Friday, February 10, 2012

Enrique and his family now ...

I recently visited Enrique, 27, and his family in Florida, and stayed at their white cinder block home one night.

There is good news and bad news.

First, the good. Enrique vowed when he brought his girlfriend Maria Isabel to the U.S. and asked her to leave their daughter behind, that the separation from their child would be brief. Enrique made good on his pledge. Six months after Maria Isabel’s arrival, they had amassed the $5,000 needed to pay a smuggler to bring Jasmin to the U.S. “He didn’t want,” says Enrique’s mother Lourdes,” to have Jasmin go through what happened to him.”

The bad news: Enrique’s drug addiction progressed and he hit a new low a year and a half ago. He was struggling with unemployment. When he did work, he would often spend his checks on drugs and alcohol. Sometimes, Enrique would come over to his mother’s house in the middle of the night, knocking on Lourdes’ bedroom door, begging for money.

Maria Isabel, 30, was threatening to leave Enrique. She was carrying all of the family’s expenses on her job as a hotel maid, cleaning 29 rooms a day for $7.50 an hour.

Maria Isabel, who had become like a daughter to Lourdes, often turned to her for comfort. Lourdes invited Maria Isabel and Jasmin to move in to her home last year. Lourdes told Enrique he could also move in under certain conditions: no drug use at her house. She believed that if Enrique lived with her, he would get better.

Since then, Enrique has cut back on his drug use. He pays $300 a month to Lourdes in rent and confines his drug binges to every other weekend. Even if he gets home at 3am on Monday, he will sleep three hours and get up the next day and go paint houses outdoors in the Florida humidity and heat.

Before, when Lourdes pressed him to give up drugs altogether, he shut her down. Now, when Lourdes goes out on an errand, she asks Enrique to come along. In the car, she reminds him: what kind of role model are you providing for your daughter? She tells him he could lose Maria Isabel. “Open your eyes. Open your eyes. You will never find someone like Isabel,” Lourdes says.

Enrique is silent. Sometimes, he cries.

“It’s hard,” he tells his mother.

He vows that when he turns 33, he will stop.

Lourdes has hope.

“Everything reaches a limit,” says Lourdes. “He will reach a point where he says: enough. I pray for him. And that God listens to our prayers. He will change. I don’t know when, but he will change.”

Already, he is loving with Lourdes. He has largely moved past resentments he had towards her after they first reunited. Each morning, he finds his mother in the house, gives her a kiss and a hug, and tells her he loves her.

LOURDES

Lourdes was re-born as an evangelical Christian four years ago, and is now a leader in her church. After three years of study, she is an entercedora, someone who can put hands on people and pray to help them. She attends church or church meetings two to four times a week.

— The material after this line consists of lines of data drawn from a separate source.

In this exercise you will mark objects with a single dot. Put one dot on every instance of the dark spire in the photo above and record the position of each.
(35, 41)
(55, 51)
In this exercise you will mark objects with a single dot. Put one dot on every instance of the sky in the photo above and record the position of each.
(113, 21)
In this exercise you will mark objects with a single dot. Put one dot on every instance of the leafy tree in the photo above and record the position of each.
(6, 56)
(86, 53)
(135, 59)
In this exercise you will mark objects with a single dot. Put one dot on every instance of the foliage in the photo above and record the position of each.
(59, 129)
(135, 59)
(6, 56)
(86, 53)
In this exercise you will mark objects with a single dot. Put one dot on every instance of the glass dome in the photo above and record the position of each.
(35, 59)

Lourdes married her boyfriend of 12 years in May 2010. She works taking care of the elderly in their homes. She wants to become a certified nursing assistant. She also hopes to someday buy a house that has more than one bathroom. She dreams of her U.S.-born daughter, Diana, going beyond her high school degree and graduating from college.

JASMIN

Lourdes is showering Jasmin, 10, with the love and attention she could not give Enrique as a child. Jasmin and Lourdes are inseparable. Often, Jasmin tags along when Lourdes goes to her job.

Jasmin, an A and B student, speaks perfect English and her favorite topic is math. She loves Justin Bieber. She has crooked teeth, a round face, a big smile and curly hair. Enrique dotes on Jasmin, watching SpongeBob and iCarly with her. Jasmin tells her mother that she desperately wants to have a sister. Maria Isabel refuses to have another child while Enrique remains mired in drugs. “I keep on waiting,” Jasmin says.

BELKY

Enrique’s sister, Belky, is living in Honduras and in 2010 married her long time boyfriend Yovani. Lourdes recently bought Belky a $600 refrigerator so her daughter could make and sell popsicles. She sends her daughter boxes stuffed with used clothing to re-sell in Honduras.

Lourdes is proud of her daughter, staying in constant contact through text messaging, but feels somewhat cheated that Belky never completed college. Lourdes remembers how her knees turned raw scrubbing floors so she could send Belky money to study in Honduras.

Belky’s son, now four years old, looks up at airplanes flying overhead and wishes he could go visit the United States. Belky hopes she can take her son to visit Lourdes and Enrique soon.

MIRIAN

Lourdes’ sister Mirian returned to Honduras and her children in 2009, determined to return to them before they developed resentments towards her for leaving them.